HOW TO REMOVE DUPLICATES IN GOOGLE SHEETS WITH ULIST
Duplicates in data can be a constant headache for every professional. This article by HubSpot highlights the enormous costs and list of issues that organisations face because of not dealing with duplicates and poor data quality in general. Luckily, with Flookup, removing duplicates for your data e.g. contacts, leads, mailing lists etc., is a simple and intuitive process.
Let's see an example of how to improve data quality by removing duplicates. Suppose that you have a list with names of individuals, the cities they live in and their respective salaries as shown below:
This list obviously contains duplicates under the second column showing cities. In order to extract a list of individuals without the duplicated cities, we can use the ULIST formula as shown below:
And our results will look like this:
However, as we can see, there is a duplicate that's not caught because it is a typo. That duplicate is "New Yorke" vs "New York". In order to resolve this, we need to adjust the threshold parameter as follows:
And finally, we have a clean list with no duplicates:
If you are a fan of Google's UNIQUE function, you will sure love ULIST and the power it brings to your spreadsheet.
HOW TO HIGHLIGHT DUPLICATES IN GOOGLE SHEETS
Highlighting duplicates is one of the best ways to get an overview of the state of your data. Unfortunately, most of the data we work with contains partial matches, punctuation marks or are that variables which significantly throw off traditional methods you might know of or use. However, with Flookup, we handle text a little differently.
We can see that, in the illustration above, that the column showing cities (column B) has potential duplicates.
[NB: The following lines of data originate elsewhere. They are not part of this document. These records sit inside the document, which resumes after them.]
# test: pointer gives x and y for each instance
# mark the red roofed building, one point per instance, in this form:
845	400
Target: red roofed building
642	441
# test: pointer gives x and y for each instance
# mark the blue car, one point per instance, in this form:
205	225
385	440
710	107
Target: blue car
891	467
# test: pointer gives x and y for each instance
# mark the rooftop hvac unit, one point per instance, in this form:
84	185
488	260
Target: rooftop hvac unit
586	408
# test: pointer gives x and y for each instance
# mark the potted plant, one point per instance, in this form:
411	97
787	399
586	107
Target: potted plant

In order to highlight duplicate rows in the entire data set based on this column, we start by selecting our range of interest and then heading to Add-ons > Highlight duplicates > By percentage as shown below:
In the next window we make necessary adjustments, specifically the column we want to analyse for duplicates and the minimum level of percentage similarity that we desire. This window also displays the number of columns you have selected to help guide you with adjusting the "Column index":
After running the function, duplicates are highlighted in yellow:
We can also highlight duplicates by similarity in sound. To do this, we follow the same steps shown above, but this time we access the function located at Add-ons > Highlight duplicates > By sound:
A window, which also shows the number of columns selected, pops up prompting you to enter the column to analyse. After running the function, all duplicates are highlighted in aqua:
That concludes our highlight tutorial. Please note that the same principles demonstrated here also apply for deleting duplicates with Flookup.